My recent rant against egregious panel line shading has drawn quite a hefty response. Plenty of voices of support…and of butthurt and defensiveness. A few who have mistaken the entire thing as some kind of condemnation of all pre-shading.
And then there’s Tom, who left this comment earlier today.
Good grief. Black basing, pre-shading, post-shading, it’s all so much unrealistic bullshit. Especially if you’re building a scale airplane.
I grew up around aircraft, and I fly them. Please, someone, show me a photograph taken at 1:48 or 1:32 scale distance and show me plainly perceptible “panel lines” on any aircraft that’s not dirty. (Yes, I saw the F-18, it’s an anomaly.) Anyone who understands aircraft knows that airplanes are clean. The panels on even well-used aircraft, when seen at scale distance, are almost imperceptible unless the light is just right.
The obsession for showing off “panel lines” is ridiculous and unrealistic. The time taken to highlight them is time wasted to depict something that doesn’t exist in nature.
Stop it. Please.
I like your moxie, Tom! No beating around the bush, no sir!
I didn’t grow up around aircraft. Nor do I get to fly them. But I did go to air shows as a kid and I had all the Desert Storm trading cards. The entire set, Tom! I go to museums when I get the opportunity. Oh, and I have this thing called the internet. If you type the right things into it, it shows you pictures! Even of aircraft! See:
Scale distance? Who gives a shit about scale distance?
This is one of those concepts that just isn’t meaningful in the least. When you go to contests, there’s no SCALE DISTANCE – DO NOT CROSS line.
But fine. The maximum image width on this blog is something like 800 pixels.
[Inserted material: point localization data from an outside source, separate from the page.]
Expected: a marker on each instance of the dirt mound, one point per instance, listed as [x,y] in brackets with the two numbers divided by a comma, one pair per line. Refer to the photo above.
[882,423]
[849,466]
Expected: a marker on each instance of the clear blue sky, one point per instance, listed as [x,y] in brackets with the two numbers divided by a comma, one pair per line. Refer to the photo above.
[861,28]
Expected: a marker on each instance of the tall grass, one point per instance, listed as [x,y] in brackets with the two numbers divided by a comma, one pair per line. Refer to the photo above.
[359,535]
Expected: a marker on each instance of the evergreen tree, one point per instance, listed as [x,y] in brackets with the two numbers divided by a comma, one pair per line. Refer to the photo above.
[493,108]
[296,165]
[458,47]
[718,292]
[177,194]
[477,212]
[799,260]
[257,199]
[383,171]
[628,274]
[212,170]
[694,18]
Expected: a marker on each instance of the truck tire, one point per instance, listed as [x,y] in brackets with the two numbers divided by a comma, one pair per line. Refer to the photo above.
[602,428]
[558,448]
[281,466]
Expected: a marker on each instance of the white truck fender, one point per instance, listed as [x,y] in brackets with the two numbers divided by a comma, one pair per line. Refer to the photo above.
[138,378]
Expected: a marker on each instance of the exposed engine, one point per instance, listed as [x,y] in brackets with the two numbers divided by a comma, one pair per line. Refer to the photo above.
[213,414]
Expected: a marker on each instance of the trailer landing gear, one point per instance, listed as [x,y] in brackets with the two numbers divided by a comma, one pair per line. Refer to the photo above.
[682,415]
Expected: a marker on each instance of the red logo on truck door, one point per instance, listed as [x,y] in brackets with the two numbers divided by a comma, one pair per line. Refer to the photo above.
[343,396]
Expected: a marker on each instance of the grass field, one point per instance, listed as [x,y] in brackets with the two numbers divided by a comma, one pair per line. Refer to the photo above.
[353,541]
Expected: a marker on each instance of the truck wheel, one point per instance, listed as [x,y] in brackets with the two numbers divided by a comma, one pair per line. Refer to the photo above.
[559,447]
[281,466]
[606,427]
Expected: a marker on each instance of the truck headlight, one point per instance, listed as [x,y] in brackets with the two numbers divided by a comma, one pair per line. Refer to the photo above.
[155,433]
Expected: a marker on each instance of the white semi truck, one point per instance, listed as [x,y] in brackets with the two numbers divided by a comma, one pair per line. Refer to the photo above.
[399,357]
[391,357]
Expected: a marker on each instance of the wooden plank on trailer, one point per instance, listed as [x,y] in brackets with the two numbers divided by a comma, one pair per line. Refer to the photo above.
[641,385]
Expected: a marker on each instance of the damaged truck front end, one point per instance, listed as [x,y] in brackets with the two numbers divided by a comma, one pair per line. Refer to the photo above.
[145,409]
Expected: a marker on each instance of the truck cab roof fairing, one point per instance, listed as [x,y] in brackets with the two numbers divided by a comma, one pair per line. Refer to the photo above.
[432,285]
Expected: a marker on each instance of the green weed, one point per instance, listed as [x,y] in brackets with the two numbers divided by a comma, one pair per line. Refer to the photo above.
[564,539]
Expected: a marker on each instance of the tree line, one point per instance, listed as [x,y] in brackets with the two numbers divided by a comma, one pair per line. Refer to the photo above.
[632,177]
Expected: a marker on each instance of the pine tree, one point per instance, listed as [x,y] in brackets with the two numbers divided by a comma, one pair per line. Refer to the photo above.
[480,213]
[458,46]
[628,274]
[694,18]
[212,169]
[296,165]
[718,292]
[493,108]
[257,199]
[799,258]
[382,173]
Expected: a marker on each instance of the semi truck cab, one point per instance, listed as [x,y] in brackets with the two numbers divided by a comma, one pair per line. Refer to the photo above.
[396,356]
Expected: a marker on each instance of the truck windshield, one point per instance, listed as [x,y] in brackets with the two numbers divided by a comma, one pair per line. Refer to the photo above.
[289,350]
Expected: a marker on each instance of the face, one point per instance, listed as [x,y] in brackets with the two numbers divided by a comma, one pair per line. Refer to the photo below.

On the average computer monitor at a typical viewing distance, that’s not really even 1/48 unless we’re talking about smaller props like a Dewoitine D.520. So let’s say that any image containing all or most of the aircraft is fair game as some kind of proxy for scale distance.
Anyone who understands aircraft knows that airplanes are clean
Oh, Tom. Under ideal conditions, yes, aircraft are clean. They’re lovingly cared for and kept safe from the elements in well-lit hangars and “no crew chief would ever!” rules apply. Up the operational tempo, though, or forward deploy aircraft where they don’t get to sip lattes in their nice shelters, and cleanliness falls by the wayside. Even the F-117, whose stealth properties could be thrown off by bird droppings, can be seen less-than-clean in many pictures.
Are panel lines even real?
According to our friend Tom, panel lines “don’t exist in nature”.
So I’m going to take up the challenge: Please, someone, show me a photograph taken at 1:48 or 1:32 scale distance and show me plainly perceptible “panel lines” on any aircraft that’s not dirty.
Well, first of all, aircraft get dirty. This is borne out in plenty of photographs, many of them taken of Hellenic Air Force planes. But to keep things on the straight and level, I’m going to stick to “not dirty” aircraft.
Follow closely and see if you can spot the panel lines!
Okay, but maybe it’s just that World War II aircraft were slapped together pieces of junk. Tolerances can’t have been all that good, right? More modern aircraft, they don’t have panel lines.
What about something that’s just completely babied. Like an F-15E Strike Eagle?
But wait, what about a prototype stealth drone with a curved composite skin and barely any panels to speak of?
At this point we could get into a deep philosophical discussion about how we don’t actually see anything, and how it’s just our brains interpreting tiny electrical impulses from these gelatinous photo-receptive sacks that we call eyes.
Or we could just say…yes…panel lines do exist in nature. Are they more prominent on some aircraft than others? Yes! Are they nearly invisible on a few – like the F-106 Delta Dart? Totally! Are they frequently overdone on models? You bet!
But to wade in and proclaim that they don’t exist in nature (lol) and that the entire exercise of depicting them at all is bullshit, ridiculous and unrealistic is not only wrong on the face of it and easily refuted with copious photo evidence – it’s also condescending and dickish. Hence the reply in kind.